A corrida para incorporar lições da guerra na Ucrânia e automatizar o campo de batalha encontra uma dose de realismo nos quartéis britânicos. O comandante de um batalhão do Exército Britânico focado em experimentação tecnológica concluiu, após testar dezenas de veículos terrestres não tripulados (UGVs), que sua utilidade é restrita e seus desafios, numerosos. A reportagem é do Business Insider.

Segundo o Tenente-Coronel John Black, que liderou os testes em um exercício militar nos Estados Unidos, a visão de exércitos robóticos autônomos ainda pertence mais à teoria do que à prática. A questão não é se os robôs podem ser usados em combate, mas quão viáveis eles são em cenários reais, onde a simplicidade e a confiabilidade superam a sofisticação tecnológica.

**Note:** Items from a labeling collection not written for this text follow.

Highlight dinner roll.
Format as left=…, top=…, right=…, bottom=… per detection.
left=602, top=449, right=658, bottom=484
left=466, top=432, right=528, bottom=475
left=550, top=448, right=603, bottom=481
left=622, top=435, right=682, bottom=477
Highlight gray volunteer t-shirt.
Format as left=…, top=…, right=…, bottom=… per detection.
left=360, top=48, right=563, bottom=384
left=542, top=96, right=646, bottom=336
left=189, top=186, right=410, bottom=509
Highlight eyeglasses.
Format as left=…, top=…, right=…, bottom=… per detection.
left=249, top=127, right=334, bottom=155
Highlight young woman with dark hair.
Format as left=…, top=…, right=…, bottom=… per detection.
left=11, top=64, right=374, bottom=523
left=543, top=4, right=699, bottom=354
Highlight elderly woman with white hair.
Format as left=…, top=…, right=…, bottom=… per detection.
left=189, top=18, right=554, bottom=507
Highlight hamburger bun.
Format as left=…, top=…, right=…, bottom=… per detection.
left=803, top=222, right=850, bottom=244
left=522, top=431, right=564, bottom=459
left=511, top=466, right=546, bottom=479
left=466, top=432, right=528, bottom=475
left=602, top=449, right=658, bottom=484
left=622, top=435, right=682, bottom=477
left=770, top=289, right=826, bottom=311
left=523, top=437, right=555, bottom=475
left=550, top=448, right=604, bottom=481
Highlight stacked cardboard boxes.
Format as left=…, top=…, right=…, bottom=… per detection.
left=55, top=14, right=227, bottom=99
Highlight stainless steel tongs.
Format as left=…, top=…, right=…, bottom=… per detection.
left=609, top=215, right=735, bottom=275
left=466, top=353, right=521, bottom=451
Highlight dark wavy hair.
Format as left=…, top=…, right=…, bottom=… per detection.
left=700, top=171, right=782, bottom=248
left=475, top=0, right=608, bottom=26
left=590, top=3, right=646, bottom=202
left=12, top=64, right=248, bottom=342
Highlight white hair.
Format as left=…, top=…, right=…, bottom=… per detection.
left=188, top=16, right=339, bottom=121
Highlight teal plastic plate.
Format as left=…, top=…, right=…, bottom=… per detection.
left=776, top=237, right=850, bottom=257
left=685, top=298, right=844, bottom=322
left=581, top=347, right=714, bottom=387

Do PowerPoint à trincheira

A lista de problemas práticos identificados pelos militares britânicos é extensa. Em primeiro lugar, a logística: UGVs de médio e grande porte exigem reboques ou caminhões para transporte, adicionando um fardo significativo a unidades que precisam de mobilidade. A energia é outro gargalo, demandando baterias extras, geradores ou retornos constantes a pontos de recarga, o que compromete a autonomia operacional. O controle remoto é frágil, suscetível a falhas de conexão, e a navegação em terrenos acidentados se provou um obstáculo intransponível para a maioria dos sistemas. Segundo Black, obstáculos simples "confundem" os robôs. A autonomia, antes vista como o futuro, mostrou-se "impraticável" em muitos casos, levando fabricantes a recuar da oferta por encarecer e complicar o uso dos equipamentos.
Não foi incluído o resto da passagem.